Ledger helps the team track client projects, business inventory, purchases, returns, budgets, invoices, and reports in one place.
Use Ledger to answer questions like:
- What items belong to this project?
- Which items are still in business inventory?
- What has been purchased, returned, or moved?
- How much has been spent against a project budget?
- What should be invoiced to the client?
- Which transactions still need review?
The Big Picture
Ledger has two main places where items and transactions can live:
- Projects: client work, such as a design or installation project.
- Inventory: business-owned items that are not currently assigned to a client project.

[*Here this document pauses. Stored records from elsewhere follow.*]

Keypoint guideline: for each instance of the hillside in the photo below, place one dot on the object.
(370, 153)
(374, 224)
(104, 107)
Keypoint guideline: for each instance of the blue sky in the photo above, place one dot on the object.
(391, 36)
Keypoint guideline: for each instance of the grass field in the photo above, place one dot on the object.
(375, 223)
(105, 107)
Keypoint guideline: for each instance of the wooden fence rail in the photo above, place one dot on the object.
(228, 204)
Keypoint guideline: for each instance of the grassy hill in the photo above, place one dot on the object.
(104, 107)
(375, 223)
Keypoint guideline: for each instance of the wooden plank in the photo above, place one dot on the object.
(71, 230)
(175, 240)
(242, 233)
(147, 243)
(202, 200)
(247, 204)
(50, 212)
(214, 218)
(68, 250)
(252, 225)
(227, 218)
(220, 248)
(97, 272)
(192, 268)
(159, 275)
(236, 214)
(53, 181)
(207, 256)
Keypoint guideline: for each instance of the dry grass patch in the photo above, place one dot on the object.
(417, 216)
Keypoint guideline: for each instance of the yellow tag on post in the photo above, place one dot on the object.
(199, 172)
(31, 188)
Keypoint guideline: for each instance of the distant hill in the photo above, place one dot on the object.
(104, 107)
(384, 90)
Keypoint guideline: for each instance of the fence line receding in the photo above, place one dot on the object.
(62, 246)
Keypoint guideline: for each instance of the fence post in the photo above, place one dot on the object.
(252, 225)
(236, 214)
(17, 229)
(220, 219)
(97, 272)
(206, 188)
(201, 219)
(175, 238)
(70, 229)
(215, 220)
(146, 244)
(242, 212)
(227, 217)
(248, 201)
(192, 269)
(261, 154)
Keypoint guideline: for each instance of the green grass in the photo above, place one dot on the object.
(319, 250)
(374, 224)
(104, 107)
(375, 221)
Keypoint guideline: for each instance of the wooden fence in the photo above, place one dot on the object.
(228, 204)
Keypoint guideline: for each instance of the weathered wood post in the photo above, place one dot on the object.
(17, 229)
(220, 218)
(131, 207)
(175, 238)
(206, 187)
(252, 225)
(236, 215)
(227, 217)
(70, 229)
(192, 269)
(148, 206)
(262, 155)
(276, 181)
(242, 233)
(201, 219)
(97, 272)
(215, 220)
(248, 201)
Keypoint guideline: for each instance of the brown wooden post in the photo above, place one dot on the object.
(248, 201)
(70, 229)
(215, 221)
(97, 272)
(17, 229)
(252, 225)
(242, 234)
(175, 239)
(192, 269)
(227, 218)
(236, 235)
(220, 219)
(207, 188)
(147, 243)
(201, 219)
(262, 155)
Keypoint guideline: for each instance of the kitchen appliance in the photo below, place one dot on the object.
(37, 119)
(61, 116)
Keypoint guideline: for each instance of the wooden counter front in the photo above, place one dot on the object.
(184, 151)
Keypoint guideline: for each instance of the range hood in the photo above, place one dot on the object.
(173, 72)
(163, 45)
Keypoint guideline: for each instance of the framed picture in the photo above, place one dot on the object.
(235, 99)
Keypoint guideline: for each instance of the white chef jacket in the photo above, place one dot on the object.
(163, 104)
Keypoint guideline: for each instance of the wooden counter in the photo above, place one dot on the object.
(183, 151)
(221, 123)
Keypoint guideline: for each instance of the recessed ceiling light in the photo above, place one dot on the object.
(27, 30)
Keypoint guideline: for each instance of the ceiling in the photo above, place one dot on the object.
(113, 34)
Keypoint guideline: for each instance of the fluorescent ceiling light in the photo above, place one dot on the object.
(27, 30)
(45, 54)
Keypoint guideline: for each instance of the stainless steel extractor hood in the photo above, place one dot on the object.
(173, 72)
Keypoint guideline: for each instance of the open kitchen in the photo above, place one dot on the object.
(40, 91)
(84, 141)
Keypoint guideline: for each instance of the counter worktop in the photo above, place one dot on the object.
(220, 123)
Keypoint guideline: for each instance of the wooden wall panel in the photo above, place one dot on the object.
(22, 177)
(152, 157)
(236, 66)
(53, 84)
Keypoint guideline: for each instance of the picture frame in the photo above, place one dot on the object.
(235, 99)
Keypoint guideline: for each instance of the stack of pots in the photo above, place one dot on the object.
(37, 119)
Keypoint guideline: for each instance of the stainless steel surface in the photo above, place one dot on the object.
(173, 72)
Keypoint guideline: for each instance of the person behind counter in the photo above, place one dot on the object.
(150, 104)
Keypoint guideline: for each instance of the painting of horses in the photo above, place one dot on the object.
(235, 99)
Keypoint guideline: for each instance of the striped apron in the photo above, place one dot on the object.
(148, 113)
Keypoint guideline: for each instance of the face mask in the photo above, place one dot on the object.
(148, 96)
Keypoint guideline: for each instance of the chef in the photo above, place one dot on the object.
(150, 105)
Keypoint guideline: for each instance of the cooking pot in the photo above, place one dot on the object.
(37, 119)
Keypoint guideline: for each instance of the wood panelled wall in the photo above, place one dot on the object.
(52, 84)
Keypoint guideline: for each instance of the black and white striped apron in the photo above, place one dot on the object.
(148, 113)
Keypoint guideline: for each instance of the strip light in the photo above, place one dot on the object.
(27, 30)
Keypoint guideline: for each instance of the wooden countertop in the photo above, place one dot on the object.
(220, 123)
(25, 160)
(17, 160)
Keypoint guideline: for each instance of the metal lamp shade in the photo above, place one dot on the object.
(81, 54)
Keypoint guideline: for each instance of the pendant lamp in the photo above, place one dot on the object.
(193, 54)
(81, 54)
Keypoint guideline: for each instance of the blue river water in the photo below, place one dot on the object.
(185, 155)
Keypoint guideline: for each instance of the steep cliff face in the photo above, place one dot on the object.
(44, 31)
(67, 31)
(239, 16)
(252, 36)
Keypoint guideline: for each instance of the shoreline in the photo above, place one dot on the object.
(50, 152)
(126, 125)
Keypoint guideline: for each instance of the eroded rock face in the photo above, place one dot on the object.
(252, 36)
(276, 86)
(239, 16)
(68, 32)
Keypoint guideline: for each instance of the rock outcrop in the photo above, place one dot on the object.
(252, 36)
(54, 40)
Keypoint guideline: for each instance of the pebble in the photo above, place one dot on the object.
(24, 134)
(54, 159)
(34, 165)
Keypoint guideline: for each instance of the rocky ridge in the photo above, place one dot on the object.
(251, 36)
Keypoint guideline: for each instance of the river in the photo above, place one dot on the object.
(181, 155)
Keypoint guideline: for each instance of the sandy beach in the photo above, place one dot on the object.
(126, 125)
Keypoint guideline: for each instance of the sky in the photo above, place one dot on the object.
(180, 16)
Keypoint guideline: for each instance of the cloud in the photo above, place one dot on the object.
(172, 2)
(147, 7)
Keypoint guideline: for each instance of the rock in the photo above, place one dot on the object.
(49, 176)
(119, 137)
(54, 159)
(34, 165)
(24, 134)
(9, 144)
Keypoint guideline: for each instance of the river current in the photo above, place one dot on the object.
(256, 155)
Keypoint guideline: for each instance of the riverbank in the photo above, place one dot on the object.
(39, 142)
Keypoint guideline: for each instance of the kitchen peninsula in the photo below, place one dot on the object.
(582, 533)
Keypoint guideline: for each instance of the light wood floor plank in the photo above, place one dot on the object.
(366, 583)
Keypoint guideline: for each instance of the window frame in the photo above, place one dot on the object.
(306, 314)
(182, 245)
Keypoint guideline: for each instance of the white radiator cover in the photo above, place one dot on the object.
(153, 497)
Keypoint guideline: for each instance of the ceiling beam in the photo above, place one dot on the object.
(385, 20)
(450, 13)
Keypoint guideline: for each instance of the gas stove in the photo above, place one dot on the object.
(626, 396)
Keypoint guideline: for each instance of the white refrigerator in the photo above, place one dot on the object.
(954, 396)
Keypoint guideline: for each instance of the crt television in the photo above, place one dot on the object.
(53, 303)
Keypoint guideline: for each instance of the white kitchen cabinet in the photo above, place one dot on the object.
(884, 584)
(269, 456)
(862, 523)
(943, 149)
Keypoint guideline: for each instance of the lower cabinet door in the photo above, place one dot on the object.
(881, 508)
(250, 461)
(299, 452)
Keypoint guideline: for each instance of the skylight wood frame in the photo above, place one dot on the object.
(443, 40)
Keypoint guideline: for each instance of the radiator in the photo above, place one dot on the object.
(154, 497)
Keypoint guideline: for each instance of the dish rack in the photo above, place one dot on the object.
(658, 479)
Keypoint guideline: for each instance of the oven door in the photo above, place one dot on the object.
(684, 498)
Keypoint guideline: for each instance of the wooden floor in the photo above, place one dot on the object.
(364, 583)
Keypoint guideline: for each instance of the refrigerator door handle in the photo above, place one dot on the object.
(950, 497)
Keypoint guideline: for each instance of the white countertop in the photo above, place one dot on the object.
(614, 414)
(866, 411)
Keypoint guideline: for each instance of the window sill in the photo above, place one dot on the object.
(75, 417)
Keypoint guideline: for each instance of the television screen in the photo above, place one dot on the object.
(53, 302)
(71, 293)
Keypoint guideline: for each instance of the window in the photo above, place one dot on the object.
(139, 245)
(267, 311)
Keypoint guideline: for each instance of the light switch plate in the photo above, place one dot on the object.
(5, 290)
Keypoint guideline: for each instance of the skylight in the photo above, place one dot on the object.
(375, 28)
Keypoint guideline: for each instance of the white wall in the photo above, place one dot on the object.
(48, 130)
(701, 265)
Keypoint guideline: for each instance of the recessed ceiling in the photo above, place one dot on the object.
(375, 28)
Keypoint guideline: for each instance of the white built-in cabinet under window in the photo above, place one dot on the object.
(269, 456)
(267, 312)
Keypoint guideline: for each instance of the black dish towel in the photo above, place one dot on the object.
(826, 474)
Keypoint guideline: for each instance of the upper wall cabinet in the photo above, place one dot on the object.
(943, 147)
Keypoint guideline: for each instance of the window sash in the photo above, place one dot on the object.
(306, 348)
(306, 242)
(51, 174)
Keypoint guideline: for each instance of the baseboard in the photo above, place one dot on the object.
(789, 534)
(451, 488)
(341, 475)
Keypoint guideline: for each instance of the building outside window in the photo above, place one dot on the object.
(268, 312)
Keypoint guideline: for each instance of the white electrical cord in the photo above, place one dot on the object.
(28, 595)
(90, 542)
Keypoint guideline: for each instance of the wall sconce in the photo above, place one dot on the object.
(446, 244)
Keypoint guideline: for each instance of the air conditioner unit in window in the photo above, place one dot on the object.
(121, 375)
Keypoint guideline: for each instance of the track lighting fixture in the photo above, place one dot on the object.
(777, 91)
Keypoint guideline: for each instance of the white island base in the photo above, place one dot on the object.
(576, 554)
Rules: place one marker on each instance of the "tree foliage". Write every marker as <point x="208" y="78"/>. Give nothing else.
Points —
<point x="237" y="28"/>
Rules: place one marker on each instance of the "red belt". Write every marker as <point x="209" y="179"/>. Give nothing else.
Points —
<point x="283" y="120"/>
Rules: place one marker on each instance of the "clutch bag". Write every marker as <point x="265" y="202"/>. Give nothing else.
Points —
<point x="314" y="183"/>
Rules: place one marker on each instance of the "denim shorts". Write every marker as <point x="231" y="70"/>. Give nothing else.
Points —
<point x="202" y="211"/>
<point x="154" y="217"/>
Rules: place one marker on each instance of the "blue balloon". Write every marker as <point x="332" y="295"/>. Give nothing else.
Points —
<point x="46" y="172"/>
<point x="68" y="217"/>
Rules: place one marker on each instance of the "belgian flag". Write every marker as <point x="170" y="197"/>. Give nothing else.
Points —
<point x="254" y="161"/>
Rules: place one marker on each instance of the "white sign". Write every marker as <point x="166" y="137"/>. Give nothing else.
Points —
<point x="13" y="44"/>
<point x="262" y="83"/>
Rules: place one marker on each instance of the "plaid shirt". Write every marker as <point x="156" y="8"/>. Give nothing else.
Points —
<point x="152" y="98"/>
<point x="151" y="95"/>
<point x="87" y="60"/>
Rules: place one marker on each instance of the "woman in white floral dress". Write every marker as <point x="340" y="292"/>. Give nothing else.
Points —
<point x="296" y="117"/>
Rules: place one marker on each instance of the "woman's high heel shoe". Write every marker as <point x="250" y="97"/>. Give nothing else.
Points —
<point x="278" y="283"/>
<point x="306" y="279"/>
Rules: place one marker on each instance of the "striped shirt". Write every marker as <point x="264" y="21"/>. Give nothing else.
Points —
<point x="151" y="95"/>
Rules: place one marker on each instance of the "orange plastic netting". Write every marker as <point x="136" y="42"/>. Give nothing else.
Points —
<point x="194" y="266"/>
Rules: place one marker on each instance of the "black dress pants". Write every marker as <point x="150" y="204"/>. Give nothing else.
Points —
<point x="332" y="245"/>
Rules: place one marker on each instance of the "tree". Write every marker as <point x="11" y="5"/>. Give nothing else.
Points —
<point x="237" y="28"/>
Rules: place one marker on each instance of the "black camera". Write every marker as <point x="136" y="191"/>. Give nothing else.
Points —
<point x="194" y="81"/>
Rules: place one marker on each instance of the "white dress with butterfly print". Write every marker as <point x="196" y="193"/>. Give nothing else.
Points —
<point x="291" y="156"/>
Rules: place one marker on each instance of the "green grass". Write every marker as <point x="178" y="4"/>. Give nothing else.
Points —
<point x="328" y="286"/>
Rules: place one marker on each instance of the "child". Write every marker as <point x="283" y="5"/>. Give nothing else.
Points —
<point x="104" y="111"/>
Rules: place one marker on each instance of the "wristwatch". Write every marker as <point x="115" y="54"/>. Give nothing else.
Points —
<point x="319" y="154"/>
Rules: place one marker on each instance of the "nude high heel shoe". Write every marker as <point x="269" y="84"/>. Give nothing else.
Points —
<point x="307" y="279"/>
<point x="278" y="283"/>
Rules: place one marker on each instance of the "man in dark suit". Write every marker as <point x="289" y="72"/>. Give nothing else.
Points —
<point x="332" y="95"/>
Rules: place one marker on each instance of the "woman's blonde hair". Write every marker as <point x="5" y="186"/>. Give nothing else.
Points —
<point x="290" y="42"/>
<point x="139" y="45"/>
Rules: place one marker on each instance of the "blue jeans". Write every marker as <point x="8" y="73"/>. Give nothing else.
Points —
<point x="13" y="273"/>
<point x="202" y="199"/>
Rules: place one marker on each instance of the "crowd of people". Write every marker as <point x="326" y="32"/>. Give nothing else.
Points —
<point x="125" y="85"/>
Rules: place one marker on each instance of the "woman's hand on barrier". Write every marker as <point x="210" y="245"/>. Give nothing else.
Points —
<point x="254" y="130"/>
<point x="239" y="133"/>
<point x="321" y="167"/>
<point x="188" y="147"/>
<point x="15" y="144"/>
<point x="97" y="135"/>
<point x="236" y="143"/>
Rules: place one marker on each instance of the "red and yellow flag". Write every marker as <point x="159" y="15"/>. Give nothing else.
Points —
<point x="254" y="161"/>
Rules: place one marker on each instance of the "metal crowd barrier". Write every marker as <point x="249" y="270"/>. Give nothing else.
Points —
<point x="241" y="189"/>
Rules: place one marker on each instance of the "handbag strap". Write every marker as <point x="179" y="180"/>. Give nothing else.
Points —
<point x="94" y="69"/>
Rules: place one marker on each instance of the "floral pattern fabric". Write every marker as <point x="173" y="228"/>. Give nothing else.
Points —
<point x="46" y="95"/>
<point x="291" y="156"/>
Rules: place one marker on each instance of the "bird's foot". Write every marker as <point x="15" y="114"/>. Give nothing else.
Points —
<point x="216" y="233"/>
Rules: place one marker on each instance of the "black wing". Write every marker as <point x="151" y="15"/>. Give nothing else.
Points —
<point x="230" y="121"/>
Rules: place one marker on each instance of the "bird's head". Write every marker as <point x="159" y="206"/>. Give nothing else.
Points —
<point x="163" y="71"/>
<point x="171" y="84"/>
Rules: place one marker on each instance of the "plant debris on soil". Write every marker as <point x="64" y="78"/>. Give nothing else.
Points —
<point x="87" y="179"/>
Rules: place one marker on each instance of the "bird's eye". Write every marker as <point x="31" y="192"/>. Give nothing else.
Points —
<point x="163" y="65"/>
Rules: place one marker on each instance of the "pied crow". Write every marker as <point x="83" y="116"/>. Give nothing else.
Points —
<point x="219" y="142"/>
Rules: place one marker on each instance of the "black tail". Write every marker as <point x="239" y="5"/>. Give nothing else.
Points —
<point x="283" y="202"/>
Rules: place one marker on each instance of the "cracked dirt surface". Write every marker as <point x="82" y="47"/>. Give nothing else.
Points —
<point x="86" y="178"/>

Items can move from inventory into a project, from a project back to inventory, or from one project to another. Ledger records those movements so budgets, reports, and item history stay understandable.
What Employees Usually Do
Most employees use Ledger to:
- Create or update projects.
- Add item quick drafts from photos.
- Add full item details.
- Create transactions from purchases, expenses, fees, sales, or returns.
- Move items into the correct project or space.
- Review pending or unassigned transactions.
- Prepare invoices and reports.
What Ledger Is Not
Ledger is not the payment processor. Invoices can represent money requested from a client, but transactions should record money that actually moved.
For example:
- A design fee that has not been collected yet belongs on an invoice as a charge.
- A client payment that has been collected belongs in Ledger as a transaction.